New API for storage based libfabric clients #7902

iziemba · 2022-07-27T00:03:00Z

iziemba
Jul 27, 2022
Collaborator

We have been looking to optimally support storage libfabric clients with the CXI provider. One common trend we are seeing with storage libfabric clients is they implement an RPC layer over libfabric, and the underlying libfabric operations the RPCs map to are similar.

For example, the following is a generalization of how the Mecury bulk RPC uses libfabric. Note: The following message sequence diagram assumes the provider requires FI_MR_ENDPOINT.

The client does the following:

Allocate a "use-once" MR for the server to read/write data from/to
Use messaging to send the RKEY to the server
Wait for the server to send a completion message back

The server does the following:

Use RMA and client RKEY to read/write payload
Use messageing to notify the client when the operation has completed

The main issue we are trying to optimize is to have the server avoid doing two network operations (RMA + message) to move data across the fabric and notify the client when this is completed. For a client bulk read operation, tagged messaging could be used to resolve this. The server can now do a fi_tsend to the client to move data and notify the client instead of having to do an RMA write + fi_send.

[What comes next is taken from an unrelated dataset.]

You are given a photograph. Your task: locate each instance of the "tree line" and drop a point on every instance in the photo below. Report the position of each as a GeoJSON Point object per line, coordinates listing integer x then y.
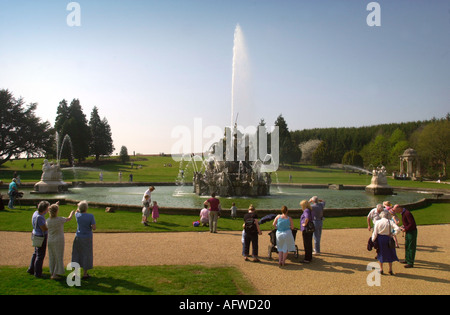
{"type": "Point", "coordinates": [23, 133]}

Using tagged messaging only helps the client bulk read operation. The bulk write still requires an RMA read + fi_send.

To address the bulk write issue, it seems like a new libfabric API is needed to collapse an RMA read + fi_send into a single behavior. Looking at the libfabric API, AMO operations have the ability to target a remote MR or a tagged receive buffer (FI_TAGGED AMO). Since FI_TAGGED AMO targets a receive buffer, this would seem to result in a two-sided AMO operation to a use-once buffer.

Building on the notion that an AMO operation can be a two-sided operation, allowing RMA to target a tagged receive buffer instead a remote MR would allow RMA + fi_send operations to be collapsed into a single operation. In the above example, the RMA read + fi_send operations a server would have to issue for a client bulk write now becomes a single tagged RMA operation.

Initial thoughts?

shefty · 2022-07-27T00:36:47Z

shefty
Jul 27, 2022
Maintainer

We should discuss this in an OFIWG call.

I had an email exchange on this topic yesterday, and the problem was described differently as being related to memory registration costs.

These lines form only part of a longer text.